ウクライナ国防省の情報総局担当者は9日、公式SNSにロシア政府が15日に最大50万人の追加動員を計画しており、すでに大統領令が固まっているとの情報を掲載した。
「担当者によれば、今回の動員ではモスクワやサンクトペテルブルクなど主要都市を中心に、職業に関わりなく徴兵する可能性があるとしています。というのも、これまでロシア政府は社会的分野や経済分野の仕事に携わる人たちを暗に動員の対象から外していました。しかし、劣勢に次ぐ劣勢で、そんなことも言っていられなくなったのでしょう。今後は女性が対象になる可能性も出てきたといいます」(全国紙記者)
実際、昨年12月22日のAFP通信によれば、ウクライナに戦闘部隊を派遣するロシアの民間軍事会社「ワグネル」代表のプリゴジン氏が、ロシア国内の刑務所を回り、服役中の女性を前線に派遣するためにスカウトを始めたと映像入りで報道している。
「ワグネルは数カ月前から、減刑や高給と引き換えにロシア国内の刑務所に服役している受刑者らを、ウクライナの前線に派遣してきました。プリゴジン氏によれば、そんな状況を受け女性受刑者からも戦争に参加したいという声が増えたそうです。そこで新たに女性囚人の募集を始めることになったと説明しています。たしかに、旧ソ連時代には勲章を授与される有数の女性狙撃兵がいたのは事実ですが、女性受刑者は武器の扱いなどは素人でしょうからね。前線で即戦力となるのかどうかは疑問です」(同)
ここまでくると、老若男女関係なく志願して戦地に行くという人間であれば無条件に採用したいという意図が見えるロシア軍だが、一方でワグネルがスカウトした囚人たちは、「最前線で6カ月戦闘すれば恩赦を与える」という条件で戦場に送られているため、“使用期間”を終えて最前線から復員し始めているというのだ。

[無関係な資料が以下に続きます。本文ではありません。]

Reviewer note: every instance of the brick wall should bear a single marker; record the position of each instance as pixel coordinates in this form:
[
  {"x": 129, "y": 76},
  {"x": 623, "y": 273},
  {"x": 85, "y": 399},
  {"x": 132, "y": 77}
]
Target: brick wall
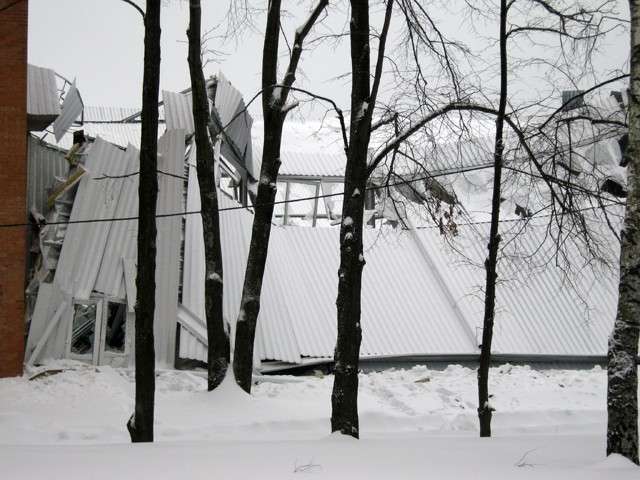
[{"x": 13, "y": 182}]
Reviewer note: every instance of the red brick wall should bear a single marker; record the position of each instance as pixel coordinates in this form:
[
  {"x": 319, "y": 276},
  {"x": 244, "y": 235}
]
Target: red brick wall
[{"x": 13, "y": 182}]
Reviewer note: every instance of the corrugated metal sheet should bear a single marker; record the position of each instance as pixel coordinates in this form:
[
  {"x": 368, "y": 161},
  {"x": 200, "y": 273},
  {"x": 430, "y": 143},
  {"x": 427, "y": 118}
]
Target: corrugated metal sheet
[
  {"x": 235, "y": 227},
  {"x": 122, "y": 239},
  {"x": 171, "y": 148},
  {"x": 84, "y": 243},
  {"x": 404, "y": 310},
  {"x": 121, "y": 134},
  {"x": 71, "y": 109},
  {"x": 44, "y": 165},
  {"x": 538, "y": 310},
  {"x": 42, "y": 95},
  {"x": 93, "y": 113},
  {"x": 178, "y": 111},
  {"x": 236, "y": 120},
  {"x": 316, "y": 164}
]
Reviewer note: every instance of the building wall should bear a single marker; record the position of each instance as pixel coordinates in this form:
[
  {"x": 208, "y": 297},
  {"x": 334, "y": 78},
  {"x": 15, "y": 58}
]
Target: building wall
[{"x": 13, "y": 182}]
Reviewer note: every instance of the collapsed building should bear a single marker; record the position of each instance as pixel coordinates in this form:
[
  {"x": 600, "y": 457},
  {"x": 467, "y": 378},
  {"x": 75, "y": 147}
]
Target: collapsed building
[{"x": 422, "y": 297}]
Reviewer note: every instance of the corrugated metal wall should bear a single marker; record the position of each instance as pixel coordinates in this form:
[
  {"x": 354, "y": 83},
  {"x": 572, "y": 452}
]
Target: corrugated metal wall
[{"x": 44, "y": 165}]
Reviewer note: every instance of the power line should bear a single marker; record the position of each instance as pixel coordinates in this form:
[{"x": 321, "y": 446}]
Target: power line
[{"x": 441, "y": 173}]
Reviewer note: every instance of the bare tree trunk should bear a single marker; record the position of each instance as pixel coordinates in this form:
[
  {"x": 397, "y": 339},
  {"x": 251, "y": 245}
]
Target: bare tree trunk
[
  {"x": 344, "y": 397},
  {"x": 275, "y": 109},
  {"x": 218, "y": 338},
  {"x": 491, "y": 263},
  {"x": 140, "y": 425},
  {"x": 622, "y": 388}
]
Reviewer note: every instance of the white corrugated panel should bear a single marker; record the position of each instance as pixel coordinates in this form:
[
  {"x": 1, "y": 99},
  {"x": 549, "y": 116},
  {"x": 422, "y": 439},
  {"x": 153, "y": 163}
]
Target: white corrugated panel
[
  {"x": 193, "y": 335},
  {"x": 121, "y": 134},
  {"x": 84, "y": 243},
  {"x": 235, "y": 120},
  {"x": 71, "y": 109},
  {"x": 42, "y": 94},
  {"x": 193, "y": 271},
  {"x": 94, "y": 113},
  {"x": 316, "y": 164},
  {"x": 171, "y": 147},
  {"x": 44, "y": 165},
  {"x": 404, "y": 310},
  {"x": 122, "y": 240},
  {"x": 541, "y": 309},
  {"x": 178, "y": 111}
]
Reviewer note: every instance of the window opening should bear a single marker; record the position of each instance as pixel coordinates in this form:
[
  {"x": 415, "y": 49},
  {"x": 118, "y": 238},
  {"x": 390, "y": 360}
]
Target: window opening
[
  {"x": 116, "y": 327},
  {"x": 83, "y": 333}
]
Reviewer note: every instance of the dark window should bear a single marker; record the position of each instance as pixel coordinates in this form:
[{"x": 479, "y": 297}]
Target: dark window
[
  {"x": 84, "y": 328},
  {"x": 116, "y": 327}
]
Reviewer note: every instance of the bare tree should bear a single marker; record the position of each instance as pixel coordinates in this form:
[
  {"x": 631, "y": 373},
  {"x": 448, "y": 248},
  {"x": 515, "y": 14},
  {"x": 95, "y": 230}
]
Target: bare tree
[
  {"x": 622, "y": 389},
  {"x": 140, "y": 424},
  {"x": 344, "y": 397},
  {"x": 275, "y": 109},
  {"x": 218, "y": 338}
]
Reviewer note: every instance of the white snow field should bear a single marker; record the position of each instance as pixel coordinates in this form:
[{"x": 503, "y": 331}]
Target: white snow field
[{"x": 416, "y": 423}]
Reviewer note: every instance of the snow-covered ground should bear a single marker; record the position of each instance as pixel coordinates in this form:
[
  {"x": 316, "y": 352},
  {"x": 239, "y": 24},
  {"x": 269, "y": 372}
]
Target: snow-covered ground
[{"x": 416, "y": 423}]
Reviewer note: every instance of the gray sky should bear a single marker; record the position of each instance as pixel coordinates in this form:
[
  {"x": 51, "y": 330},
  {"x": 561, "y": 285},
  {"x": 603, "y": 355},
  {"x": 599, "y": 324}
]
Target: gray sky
[{"x": 100, "y": 43}]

「これまで多くの欧米メディアは最前線に送られて生きて戻っている兵士はいない、と報じてきました。ところが、ウクライナ保安庁と、ウクライナの法執行機関とが連携して制作するメディア『ラジオ・スヴォボダ』は6日、すでに囚人兵士約20人が復員し前科も抹消されたとして、プリゴジンと囚人兵士が握手する動画をロシアメディアが公開したと伝えています。20人の中には覚醒剤製造・販売グループのトップや、宝石強盗グループのトップのほか、複数の殺人を犯した男がいるとされ、恩赦で彼らがすべて解き放たれることになるわけです。自由になった彼らが、いきなり健全な生活を送るとは考えづらいですからね。今後も同様に凶悪犯が続々復員する事態になれば、国内の治安が悪化するのではないかと、国民の間に不安が広がっているようです」(同)
対ウクライナ問題に加え、国内での犯罪多発も懸念され始めたロシア。この危険な大国に明るい未来はあるのか。